Recorded at Ornette Coleman's Artist House performance space on Prince Street, Tapestry is a reissue of a 1974 date with an added bonus track. Four lengthy performances confound the old saw that the lofts were just about fire music. "Asafego" pitches the melancholic beauty of Daniel's trumpet, almost reminiscent of Miles, against a dense shimmering backdrop of brother Richard Daniel's electric piano and Khan Jamal's rippling vibes while beneath the surface Tim Ingles' marauding wah-wah electric bass provides some menace. More of the same introduces the title cut, before a "So What"-type groove signposts a series of solos, with Jerome Cooper's percussion conception the most ear-catching. Closer to the stereotype, "Mozambique" posits a fragmented and aggressive rhythmic base over which Daniel's molten flugelhorn runs can't quite conceal a melodic core. Though murky the sound is acceptable and compounds the sense that this historic document is a communiqué from an underappreciated time.

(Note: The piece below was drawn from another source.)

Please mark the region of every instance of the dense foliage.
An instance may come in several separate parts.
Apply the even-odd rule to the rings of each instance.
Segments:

One year later, Daniel fronted a trio at Sunrise Studio for four more extended workouts, released as The Loft Years, Volume One on his own reactivated label. Starting with Ornette's "Congeniality," Daniel builds from the theme before exposing his post-bop lineage, through involved runs leaving tonal centers well behind, over Tatsuya Nakamura's incessant freeform drums haloed by hissing cymbals. Richard Pierce's bass is not well-served by another murky recording, but when proceedings quiet he steps out for some buzzy strumming, before a rolling drum solo and a theme reprise. Sunny Murray's "Jiblet" has its moments, but it is not until the free ballad "The Moor," with its flamenco bass and brooding muted trumpet-and-drums interplay, that it all gels. Daniel's closing "O.C." pays double homage, with a swirling jaunty rhythm ultimately merging with a spirited rendition of Albert Ayler's "Ghosts".
Tracks and Personnel
Tapestry
Tracks: Asafego; Tapestry; Sweet Dreams; Mozambique.

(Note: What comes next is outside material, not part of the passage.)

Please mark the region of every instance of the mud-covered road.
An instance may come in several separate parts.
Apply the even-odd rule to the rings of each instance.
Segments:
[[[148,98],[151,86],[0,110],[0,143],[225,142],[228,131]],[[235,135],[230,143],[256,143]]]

Personnel: Ted Daniel: flugelhorn and trumpet; Tim Ingles: "non fretted" electric bass with wah wah pedal; Jerome Cooper: drums; Khan Jamal: Vibes; Richard Daniel: electric Fender Rhodes piano with Leslie speaker, wah wah pedal and echoplex
The Loft Years Volume 1
Tracks: Congeniality; Jiblet; The Moor; O.C.
Personnel: Ted Daniel: trumpet, flugelhorn, French hunting horn, tambourine, voice; Richard Pierce: bass; Tatsuya Nakamura: trap drums and quarter drums.